Novo plano da Anatel pressiona competição no setor
No setor de telefonia, a Anatel (Agência Nacional de Telecomunicações) aprovou na quinta-feira (1) o PGMC (Plano Geral de Metas de Competição), durante reunião entre seus conselheiros, o que sugere que a competição no mercado de telecomunicações entre as grandes empresas e as pequenas prestadoras de serviço deverá ficar mais simétrica, de acordo com publicação do jornal Valor Econômico.

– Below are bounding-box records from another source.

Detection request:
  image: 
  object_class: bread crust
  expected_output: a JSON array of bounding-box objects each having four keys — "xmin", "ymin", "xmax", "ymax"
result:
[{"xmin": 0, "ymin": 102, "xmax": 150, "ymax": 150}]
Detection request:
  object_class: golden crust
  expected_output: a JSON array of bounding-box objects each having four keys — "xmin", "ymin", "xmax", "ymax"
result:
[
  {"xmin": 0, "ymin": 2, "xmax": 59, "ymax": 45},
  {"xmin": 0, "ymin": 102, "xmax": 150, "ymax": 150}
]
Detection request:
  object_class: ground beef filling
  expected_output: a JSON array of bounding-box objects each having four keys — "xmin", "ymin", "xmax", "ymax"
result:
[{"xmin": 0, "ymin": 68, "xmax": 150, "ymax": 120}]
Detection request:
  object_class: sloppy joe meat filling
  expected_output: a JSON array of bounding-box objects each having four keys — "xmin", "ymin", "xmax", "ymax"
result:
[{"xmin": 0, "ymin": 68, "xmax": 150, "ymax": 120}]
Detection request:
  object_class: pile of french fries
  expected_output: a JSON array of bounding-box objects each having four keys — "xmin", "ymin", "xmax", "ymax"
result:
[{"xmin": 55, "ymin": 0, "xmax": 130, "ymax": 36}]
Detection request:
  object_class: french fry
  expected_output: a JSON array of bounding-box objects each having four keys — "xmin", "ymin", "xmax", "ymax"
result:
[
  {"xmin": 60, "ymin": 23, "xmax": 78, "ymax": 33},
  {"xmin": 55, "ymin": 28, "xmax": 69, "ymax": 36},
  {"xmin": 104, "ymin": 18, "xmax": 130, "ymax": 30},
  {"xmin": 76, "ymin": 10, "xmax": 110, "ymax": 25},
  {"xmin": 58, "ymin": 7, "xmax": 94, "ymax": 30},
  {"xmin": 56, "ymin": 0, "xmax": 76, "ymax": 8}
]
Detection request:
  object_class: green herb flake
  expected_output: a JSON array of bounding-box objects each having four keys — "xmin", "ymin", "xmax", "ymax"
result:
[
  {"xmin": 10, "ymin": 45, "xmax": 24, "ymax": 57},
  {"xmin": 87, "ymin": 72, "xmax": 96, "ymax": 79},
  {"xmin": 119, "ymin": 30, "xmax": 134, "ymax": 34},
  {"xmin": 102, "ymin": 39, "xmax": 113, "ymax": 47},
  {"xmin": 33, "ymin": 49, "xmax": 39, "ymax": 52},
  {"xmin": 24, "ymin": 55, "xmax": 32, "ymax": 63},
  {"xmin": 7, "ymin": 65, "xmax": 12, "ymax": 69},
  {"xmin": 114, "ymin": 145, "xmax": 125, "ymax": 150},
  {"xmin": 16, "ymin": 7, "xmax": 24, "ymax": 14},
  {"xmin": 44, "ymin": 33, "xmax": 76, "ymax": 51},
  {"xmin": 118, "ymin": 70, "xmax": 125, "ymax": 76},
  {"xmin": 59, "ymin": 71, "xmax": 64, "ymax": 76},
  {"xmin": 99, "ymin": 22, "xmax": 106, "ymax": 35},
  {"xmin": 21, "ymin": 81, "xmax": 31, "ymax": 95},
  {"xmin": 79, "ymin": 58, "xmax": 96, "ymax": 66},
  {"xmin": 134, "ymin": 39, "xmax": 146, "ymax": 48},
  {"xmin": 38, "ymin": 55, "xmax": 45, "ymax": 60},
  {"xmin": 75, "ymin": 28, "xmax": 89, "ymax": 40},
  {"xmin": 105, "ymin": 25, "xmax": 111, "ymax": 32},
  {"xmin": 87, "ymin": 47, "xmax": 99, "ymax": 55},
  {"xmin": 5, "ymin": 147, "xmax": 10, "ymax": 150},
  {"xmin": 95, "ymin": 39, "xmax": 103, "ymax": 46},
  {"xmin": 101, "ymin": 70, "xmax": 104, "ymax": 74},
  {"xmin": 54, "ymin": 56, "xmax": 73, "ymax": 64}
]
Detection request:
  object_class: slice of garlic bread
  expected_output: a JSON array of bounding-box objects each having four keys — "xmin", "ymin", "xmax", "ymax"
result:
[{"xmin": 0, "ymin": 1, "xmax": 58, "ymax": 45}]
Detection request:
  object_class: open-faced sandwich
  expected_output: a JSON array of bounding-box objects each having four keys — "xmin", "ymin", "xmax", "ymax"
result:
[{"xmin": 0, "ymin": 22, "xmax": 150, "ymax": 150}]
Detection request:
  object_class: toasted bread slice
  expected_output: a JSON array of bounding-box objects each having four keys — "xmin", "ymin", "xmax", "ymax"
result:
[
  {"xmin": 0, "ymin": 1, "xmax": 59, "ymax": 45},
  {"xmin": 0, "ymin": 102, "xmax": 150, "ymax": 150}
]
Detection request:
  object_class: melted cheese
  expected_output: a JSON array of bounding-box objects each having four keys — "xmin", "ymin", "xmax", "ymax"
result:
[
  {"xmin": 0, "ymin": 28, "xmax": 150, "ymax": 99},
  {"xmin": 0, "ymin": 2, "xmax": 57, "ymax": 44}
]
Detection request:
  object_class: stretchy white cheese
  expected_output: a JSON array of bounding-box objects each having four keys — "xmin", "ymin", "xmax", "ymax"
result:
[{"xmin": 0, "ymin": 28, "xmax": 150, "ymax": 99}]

Segundo a publicação, Telefônica (VIVT4), Oi (OIBR3,OIBR4), Telmex (que controla Claro, Embratel e Net) e TIM (TIMP3) são citadas com poder de mercado significativo (PMS) em várias faixas de serviços, e até as menores CTBC, controlada pela Algar Telecom, e Sercomtel figuram na lista.

Ainda sobre a petrolífera, vale mencionar ainda que na última quinta-feira (1) a Petrobras encontrou 56,6 bilhões de metros cúbicos de gás natural no Peru, comunicou a empresa nesta quinta-feira (1). O volume de gás condensado é de 113,7 milhões de barris, localizados em três poços na Bacia de Madre de Dios. 

Glencore está entre interessados por fatia da Anglo no Amapá
Por fim, pelo menos quatro pretendentes, incluindo a trader Glencore, estão na disputa pela fatia majoritária da Anglo American na sua operação de minério de ferro no Amapá, no norte do Brasil, de acordo com fontes próximas ao assunto.

A Anglo comprou o controle da operação no Amapá em 2008 da MMX (MMXE3), do empresário Eike Batista, como parte da negociação pela Minas-Rio. Mas o ativo foi avaliado como não-essencial.